How to substitute two NumPy subarrays with a single one

Question

Is there a simple solution to substitute two NumPy subarrays with a single one while the entires are a result of functions being called on the entries of the two former arrays.

For example:

[1, a, b][1, c, d] -> [1, f_add, f_sub]

with:

f_add(a, b, c, d):
    return a + b + c + d

f_sub(b, d):
    return b-d

Concrete:

 [1, 0, 50], [1, 3, 1] -> [1, 54, 49]

As an addition, the row [1, 0, 50], [1, 3, 1] is part of a bigger array (1st row in example), so it should be substituted in-place

([[1, 0, 50], [2, 0, 50], [1, 3.0, 1.0]],
 [[1, 0, 50], [2, 0, 50], [2, 3.0, 1.0]])


([[1, 54, 49], [2, 0, 50]],
 [[1, 0, 50], [2, 0, 50], [2, 3.0, 1.0]])

Thanks!

EDIT:

The functions f_add and f_sub are just examples to illustrate what I want to do and that the change in entries is a result of functions being called. In reality I use slightly more complex functions that carry out a (more) meaningful computation.
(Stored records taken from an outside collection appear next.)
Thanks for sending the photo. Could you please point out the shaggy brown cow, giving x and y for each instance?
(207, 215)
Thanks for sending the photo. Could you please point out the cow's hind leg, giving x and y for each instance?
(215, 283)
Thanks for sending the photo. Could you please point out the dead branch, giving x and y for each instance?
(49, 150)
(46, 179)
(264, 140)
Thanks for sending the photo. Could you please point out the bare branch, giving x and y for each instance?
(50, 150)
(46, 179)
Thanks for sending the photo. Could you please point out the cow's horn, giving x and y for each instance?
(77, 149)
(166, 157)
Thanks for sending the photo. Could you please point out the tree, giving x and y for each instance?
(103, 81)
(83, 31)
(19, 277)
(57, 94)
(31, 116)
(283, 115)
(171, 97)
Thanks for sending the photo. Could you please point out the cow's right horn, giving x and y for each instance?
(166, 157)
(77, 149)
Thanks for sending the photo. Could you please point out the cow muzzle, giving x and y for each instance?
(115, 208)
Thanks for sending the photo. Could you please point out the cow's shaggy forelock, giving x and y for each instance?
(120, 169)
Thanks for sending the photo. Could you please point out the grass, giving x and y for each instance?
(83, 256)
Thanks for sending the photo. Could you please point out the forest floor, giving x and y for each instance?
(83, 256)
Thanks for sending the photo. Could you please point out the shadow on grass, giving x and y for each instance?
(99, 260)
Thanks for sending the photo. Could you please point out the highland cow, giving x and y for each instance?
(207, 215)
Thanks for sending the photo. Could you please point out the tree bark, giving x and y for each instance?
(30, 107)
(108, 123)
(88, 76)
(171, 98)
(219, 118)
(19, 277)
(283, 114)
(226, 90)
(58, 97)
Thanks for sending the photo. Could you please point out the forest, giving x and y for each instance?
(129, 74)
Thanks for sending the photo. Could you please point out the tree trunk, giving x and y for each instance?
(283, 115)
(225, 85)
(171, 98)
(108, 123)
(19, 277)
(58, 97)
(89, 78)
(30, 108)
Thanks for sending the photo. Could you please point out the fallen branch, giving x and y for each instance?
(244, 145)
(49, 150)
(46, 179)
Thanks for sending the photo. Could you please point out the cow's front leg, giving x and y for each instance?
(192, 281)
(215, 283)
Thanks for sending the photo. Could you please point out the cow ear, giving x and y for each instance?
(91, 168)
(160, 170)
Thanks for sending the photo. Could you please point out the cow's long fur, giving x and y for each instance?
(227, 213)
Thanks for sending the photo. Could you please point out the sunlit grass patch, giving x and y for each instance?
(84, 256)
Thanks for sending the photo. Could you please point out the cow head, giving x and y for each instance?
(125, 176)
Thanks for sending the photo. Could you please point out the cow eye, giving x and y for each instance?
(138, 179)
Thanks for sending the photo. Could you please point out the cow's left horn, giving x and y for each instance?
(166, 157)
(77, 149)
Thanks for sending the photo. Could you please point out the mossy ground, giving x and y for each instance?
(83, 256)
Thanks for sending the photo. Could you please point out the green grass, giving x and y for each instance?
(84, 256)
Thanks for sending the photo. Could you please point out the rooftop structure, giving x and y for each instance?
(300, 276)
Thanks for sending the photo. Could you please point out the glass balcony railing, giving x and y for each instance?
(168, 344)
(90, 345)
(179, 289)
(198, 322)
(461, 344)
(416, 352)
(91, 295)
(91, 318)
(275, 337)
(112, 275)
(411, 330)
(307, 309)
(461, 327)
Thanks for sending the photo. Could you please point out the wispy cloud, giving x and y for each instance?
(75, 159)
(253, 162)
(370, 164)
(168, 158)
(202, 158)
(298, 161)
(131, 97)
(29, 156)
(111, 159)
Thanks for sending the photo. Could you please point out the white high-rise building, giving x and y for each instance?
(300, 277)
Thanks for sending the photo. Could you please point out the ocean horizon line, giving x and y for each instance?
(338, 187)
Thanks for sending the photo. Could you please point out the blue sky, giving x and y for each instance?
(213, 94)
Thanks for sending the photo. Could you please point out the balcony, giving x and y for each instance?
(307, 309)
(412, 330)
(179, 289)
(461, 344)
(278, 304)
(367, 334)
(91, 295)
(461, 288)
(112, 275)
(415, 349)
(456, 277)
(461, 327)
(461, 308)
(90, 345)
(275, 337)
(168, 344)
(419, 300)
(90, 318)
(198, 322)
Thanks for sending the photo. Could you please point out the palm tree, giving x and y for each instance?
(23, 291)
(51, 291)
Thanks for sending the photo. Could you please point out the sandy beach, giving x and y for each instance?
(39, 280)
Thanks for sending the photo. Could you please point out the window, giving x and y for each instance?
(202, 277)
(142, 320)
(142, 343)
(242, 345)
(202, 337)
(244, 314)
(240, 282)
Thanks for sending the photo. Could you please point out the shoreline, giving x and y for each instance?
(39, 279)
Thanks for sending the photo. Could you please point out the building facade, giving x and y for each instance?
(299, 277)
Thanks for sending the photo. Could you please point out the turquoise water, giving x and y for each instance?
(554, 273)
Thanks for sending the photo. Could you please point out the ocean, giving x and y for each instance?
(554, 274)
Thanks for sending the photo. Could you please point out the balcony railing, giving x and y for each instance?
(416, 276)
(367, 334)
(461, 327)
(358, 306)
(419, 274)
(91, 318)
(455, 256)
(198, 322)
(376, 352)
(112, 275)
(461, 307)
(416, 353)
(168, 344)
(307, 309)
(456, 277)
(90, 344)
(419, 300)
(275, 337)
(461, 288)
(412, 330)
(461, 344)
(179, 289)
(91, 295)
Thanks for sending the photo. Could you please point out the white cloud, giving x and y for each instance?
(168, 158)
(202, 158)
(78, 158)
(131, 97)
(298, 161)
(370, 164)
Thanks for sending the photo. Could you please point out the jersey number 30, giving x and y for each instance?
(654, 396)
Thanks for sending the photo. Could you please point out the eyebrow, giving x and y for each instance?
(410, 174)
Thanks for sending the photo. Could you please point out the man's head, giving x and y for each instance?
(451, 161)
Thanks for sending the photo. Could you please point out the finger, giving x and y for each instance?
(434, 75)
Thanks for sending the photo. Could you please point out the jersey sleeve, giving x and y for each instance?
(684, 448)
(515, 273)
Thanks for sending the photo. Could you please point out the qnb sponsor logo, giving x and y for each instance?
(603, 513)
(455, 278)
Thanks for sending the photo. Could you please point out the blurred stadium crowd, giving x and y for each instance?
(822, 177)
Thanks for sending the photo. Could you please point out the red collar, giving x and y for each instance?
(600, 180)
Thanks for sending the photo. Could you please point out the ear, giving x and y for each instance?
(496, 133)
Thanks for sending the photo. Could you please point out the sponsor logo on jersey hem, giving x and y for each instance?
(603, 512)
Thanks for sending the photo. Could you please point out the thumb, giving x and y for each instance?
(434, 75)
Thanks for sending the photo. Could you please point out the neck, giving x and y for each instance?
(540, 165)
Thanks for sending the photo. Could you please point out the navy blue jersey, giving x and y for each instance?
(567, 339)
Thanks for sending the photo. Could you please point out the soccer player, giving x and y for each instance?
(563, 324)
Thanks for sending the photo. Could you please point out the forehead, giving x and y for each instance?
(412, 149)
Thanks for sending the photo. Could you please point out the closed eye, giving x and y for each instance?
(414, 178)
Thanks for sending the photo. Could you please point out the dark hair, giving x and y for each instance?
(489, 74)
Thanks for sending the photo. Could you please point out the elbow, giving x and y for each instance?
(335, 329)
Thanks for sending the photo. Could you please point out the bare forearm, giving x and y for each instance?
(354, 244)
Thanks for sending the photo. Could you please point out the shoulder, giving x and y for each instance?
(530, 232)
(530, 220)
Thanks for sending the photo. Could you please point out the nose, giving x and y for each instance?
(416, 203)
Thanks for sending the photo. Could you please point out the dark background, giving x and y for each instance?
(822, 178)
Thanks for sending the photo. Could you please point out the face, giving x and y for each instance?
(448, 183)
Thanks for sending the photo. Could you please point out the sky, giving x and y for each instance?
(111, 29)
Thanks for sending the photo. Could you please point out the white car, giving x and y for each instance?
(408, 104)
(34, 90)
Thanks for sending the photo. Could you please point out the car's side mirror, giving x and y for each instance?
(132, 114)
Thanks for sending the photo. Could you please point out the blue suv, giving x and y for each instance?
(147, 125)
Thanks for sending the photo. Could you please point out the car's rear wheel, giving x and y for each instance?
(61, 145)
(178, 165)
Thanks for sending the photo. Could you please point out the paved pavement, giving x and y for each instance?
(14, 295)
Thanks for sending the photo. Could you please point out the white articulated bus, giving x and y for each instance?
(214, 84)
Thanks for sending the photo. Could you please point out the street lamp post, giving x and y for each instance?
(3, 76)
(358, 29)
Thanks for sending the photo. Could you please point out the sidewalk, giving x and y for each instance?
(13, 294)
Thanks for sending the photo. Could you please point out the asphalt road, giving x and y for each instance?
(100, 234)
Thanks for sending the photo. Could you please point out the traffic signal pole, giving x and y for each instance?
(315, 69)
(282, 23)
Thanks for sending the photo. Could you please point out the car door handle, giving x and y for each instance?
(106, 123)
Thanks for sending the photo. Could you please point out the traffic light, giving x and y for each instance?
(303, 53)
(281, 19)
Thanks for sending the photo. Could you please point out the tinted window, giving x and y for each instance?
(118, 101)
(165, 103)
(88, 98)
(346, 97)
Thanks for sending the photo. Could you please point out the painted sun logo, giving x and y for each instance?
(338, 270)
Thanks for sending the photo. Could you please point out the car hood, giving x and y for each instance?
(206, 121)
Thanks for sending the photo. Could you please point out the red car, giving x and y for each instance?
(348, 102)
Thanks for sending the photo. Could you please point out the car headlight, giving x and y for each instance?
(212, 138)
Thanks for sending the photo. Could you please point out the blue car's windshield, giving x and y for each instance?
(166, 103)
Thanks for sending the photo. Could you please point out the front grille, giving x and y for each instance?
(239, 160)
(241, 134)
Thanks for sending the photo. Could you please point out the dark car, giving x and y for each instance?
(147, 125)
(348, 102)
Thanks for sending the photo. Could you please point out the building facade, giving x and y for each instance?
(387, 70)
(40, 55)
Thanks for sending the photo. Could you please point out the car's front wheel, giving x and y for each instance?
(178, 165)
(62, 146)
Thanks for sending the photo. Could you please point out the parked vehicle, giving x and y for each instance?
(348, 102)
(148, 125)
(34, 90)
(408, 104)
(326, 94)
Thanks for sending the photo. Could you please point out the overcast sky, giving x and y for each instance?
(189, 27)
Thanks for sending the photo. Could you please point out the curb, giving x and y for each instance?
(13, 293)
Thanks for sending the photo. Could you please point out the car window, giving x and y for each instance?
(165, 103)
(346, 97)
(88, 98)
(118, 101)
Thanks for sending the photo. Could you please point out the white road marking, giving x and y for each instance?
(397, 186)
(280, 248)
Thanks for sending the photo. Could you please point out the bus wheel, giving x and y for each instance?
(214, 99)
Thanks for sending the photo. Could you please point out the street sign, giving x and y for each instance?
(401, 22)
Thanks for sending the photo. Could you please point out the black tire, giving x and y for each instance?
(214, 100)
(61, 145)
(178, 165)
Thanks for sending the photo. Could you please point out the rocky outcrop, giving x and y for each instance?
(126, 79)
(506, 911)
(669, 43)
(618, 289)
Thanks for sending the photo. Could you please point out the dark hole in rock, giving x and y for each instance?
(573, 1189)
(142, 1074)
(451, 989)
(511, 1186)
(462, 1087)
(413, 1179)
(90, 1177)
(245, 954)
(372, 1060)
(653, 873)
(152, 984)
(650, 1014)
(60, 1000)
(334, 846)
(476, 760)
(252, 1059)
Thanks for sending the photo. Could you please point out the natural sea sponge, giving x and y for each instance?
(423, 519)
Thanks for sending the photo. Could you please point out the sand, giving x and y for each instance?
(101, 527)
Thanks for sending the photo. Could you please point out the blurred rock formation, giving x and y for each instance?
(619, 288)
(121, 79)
The second thing is that this substitution should only be carried out on elements where the first entry is the same. So in the first row only [1, 0. 50.] and [1, 3.0, 1.0] merge, while in the second it would be [2, 0., 50.] and [2, 30, 1.0).

In this example, I first wanted to separate the issue of determining which sub-arrays are intended to merge by comparing the indices, but I guess it should be included to be as general as possible.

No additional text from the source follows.